The researchers searched for clay particles formed by the chemical process of water breaking down rock. No evidence of such microscopic particles was found. Even when making the assumption that all particles within the size range comparable to analogous particles in Earth’s soil were clay, these would only make up about 0.1% of Martian soil. Comparing this to Earth’s soil, where clay content can be as high as 5%, suggests that Mars’ surface has a very arid history, unfavourable for the development of life.

The particle size distribution (PSD) of soil being studied can be used to draw conclusions about its exposure to liquid water because the proportion of clays depends mostly on length of water exposure and the conditions thereof. In the case of the samples of Martian soil studied, this analysis revealed that the soil could not have been in contact with liquid water for a total of any more than 5000 years throughout the planet’s 4.6 billion years of history.

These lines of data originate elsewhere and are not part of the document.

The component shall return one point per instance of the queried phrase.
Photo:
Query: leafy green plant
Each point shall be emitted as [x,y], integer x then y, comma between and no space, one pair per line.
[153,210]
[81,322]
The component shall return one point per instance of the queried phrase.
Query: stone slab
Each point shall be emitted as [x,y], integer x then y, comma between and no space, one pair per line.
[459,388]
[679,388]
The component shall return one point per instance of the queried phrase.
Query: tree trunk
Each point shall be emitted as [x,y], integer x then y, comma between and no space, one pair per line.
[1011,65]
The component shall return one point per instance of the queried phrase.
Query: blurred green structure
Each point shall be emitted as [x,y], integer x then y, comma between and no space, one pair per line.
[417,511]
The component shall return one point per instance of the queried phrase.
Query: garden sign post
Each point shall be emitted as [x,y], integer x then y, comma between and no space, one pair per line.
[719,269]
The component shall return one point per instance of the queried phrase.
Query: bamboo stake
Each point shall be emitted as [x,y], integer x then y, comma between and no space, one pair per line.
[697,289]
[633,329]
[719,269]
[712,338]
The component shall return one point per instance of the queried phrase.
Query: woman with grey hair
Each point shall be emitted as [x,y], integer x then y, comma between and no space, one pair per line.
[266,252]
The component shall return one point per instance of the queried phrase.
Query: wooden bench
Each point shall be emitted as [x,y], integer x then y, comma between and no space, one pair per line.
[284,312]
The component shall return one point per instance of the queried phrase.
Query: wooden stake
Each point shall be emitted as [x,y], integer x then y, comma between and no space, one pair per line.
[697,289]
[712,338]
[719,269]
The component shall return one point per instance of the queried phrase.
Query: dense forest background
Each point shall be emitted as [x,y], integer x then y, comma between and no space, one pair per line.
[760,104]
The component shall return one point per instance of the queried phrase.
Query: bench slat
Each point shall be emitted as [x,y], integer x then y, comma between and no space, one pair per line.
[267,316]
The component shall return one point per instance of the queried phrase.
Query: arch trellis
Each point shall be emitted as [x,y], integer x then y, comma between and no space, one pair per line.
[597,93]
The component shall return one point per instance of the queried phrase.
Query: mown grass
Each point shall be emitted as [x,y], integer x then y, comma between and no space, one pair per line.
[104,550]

This window of time, even when assuming that the 5000 years occurred in one continuous period, is too short to reasonably expect life to have formed.

In fact, the PSD of Martian soil matches that of the Moon more closely than that of Earth; it shows signs of extreme physical weathering during its formation. While on the Moon, which is not protected by an atmosphere, this is likely due to frequent collisions with meteorites, Martian soil is weathered mostly by strong winds, again suggesting a very hostile environment.

While this study examined only samples from Phoenix’s landing site, close to the northern polar cap, satellite images suggest that there is little variation in the soil’s consistency between different areas of the globe. The same conclusion may thus be drawn for the planet as a whole.

However, all hope is not yet lost. Previous research showed that Mars likely had a warmer, wetter period earlier in its history. This would have been more suited for the development of life. To find out more, scientists must dig deeper and look beyond the surface – literally. Life may still be “taking refuge underground,” Pike says. More research is necessary before the idea of life on Mars can be dismissed entirely.

DOI:10.1029/2011GL049896